GPU Accelerated Intermixing as a Framework for Interactively Visualizing Spectral CT Data
Degree GrantorUniversity of Canterbury
Degree NameMaster of Engineering
Computed Tomography (CT) is a medical imaging modality which acquires anatomical data via the unique x-ray attenuation of materials. Yet, some clinically important materials remain diﬃcult to distinguish with current CT technology. Spectral CT is an emerging technology which acquires multiple CT datasets for speciﬁc x-ray spectra. These spectra provide a ﬁngerprint that allow materials to be distinguished that would otherwise look the same on conventional CT.
The unique characteristics of spectral CT data motivates research into novel visualization techniques. In this thesis, we aim to provide the foundation for visualizing spectral CT data. Our initial investigation of similar multi-variate data types identiﬁed intermixing as a promising visualization technique.
This promoted the development of a generic, modular and extensible intermixing framework. Therefore, the contribution of our work is a framework supporting the construction, analysis and storage of algorithms for visualizing spectral CT studies.
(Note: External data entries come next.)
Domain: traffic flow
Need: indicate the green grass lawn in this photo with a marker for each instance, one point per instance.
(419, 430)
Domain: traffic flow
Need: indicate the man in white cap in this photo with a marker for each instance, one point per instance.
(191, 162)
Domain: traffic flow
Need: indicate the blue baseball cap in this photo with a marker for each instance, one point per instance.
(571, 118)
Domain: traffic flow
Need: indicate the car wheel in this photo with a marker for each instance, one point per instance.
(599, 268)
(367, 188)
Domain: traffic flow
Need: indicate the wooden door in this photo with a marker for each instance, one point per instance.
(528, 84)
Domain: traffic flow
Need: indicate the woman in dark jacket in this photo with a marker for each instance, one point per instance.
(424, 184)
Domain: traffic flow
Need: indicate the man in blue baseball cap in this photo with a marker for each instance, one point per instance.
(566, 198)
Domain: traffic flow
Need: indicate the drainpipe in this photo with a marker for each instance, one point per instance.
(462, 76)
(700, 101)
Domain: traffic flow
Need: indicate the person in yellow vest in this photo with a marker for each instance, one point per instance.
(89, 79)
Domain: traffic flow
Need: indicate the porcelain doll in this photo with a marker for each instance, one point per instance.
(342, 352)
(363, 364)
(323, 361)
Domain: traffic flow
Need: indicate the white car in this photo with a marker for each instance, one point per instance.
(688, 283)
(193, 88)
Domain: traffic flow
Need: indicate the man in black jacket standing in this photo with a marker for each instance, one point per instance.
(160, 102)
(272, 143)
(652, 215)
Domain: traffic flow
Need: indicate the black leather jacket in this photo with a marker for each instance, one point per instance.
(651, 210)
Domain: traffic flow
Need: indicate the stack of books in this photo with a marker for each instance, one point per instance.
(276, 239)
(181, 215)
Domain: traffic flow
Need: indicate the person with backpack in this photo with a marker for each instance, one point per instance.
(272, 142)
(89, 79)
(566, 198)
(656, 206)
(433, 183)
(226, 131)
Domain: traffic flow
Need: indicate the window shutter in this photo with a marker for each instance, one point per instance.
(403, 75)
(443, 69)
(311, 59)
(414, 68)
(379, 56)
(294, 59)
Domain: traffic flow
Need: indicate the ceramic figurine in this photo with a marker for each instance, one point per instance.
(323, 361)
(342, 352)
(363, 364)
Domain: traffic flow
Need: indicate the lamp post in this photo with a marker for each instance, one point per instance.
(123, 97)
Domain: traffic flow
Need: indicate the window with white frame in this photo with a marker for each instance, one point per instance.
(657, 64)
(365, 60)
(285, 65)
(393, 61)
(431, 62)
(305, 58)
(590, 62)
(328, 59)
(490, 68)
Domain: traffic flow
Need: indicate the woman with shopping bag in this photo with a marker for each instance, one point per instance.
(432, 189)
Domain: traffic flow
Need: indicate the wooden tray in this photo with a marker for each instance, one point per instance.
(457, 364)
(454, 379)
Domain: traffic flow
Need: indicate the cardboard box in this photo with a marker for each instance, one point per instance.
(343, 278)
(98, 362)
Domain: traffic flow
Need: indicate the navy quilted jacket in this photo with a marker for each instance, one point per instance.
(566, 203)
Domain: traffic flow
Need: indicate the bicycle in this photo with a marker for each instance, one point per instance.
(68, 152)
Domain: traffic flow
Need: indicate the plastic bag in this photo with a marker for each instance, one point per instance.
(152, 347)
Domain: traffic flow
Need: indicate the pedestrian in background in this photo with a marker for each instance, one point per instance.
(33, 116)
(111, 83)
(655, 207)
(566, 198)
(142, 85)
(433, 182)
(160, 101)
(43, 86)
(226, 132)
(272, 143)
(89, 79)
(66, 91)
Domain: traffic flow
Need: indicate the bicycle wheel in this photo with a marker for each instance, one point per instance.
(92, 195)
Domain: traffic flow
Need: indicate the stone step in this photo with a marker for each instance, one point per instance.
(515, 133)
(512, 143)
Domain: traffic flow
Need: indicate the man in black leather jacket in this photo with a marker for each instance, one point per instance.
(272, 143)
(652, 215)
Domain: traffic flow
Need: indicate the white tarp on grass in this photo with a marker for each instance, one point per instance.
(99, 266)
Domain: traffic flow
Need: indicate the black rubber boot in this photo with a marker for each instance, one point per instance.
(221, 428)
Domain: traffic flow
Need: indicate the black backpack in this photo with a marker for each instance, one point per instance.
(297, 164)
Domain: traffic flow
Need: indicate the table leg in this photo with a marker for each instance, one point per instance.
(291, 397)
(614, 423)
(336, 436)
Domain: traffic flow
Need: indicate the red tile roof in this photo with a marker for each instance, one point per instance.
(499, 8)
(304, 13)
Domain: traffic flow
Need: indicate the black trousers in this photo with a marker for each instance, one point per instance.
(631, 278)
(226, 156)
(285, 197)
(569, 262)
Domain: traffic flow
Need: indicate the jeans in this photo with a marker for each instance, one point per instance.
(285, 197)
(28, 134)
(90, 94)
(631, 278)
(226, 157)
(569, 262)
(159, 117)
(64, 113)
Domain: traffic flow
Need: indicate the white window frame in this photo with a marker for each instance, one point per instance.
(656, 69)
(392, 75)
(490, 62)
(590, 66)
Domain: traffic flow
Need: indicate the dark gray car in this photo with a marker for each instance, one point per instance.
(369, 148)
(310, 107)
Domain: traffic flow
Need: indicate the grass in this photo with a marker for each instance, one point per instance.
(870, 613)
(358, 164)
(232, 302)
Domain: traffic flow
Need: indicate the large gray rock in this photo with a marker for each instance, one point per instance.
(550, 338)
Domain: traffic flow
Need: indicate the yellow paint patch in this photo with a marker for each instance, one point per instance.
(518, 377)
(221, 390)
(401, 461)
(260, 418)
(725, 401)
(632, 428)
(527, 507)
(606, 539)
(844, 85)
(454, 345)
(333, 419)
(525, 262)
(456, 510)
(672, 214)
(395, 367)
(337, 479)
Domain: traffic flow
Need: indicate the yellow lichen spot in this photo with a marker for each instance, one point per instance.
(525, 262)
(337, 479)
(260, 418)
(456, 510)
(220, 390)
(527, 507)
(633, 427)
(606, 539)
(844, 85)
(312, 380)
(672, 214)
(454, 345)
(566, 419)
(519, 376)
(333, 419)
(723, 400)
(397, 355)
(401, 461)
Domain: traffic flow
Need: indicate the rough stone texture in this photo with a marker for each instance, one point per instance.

To allow evaluation, we implemented the intermixing framework in an application called MARSCTExplorer along with a standard set of volume visualization tools. These tools provide user-interaction as well as supporting traditional visualization techniques for comparison.
We evaluated our work with four spectral CT studies containing materials indistinguishable by conventional CT. Our results conﬁrm that spectral CT can distinguish these materials, and reveal how these materials might be visualized with our intermixing framework.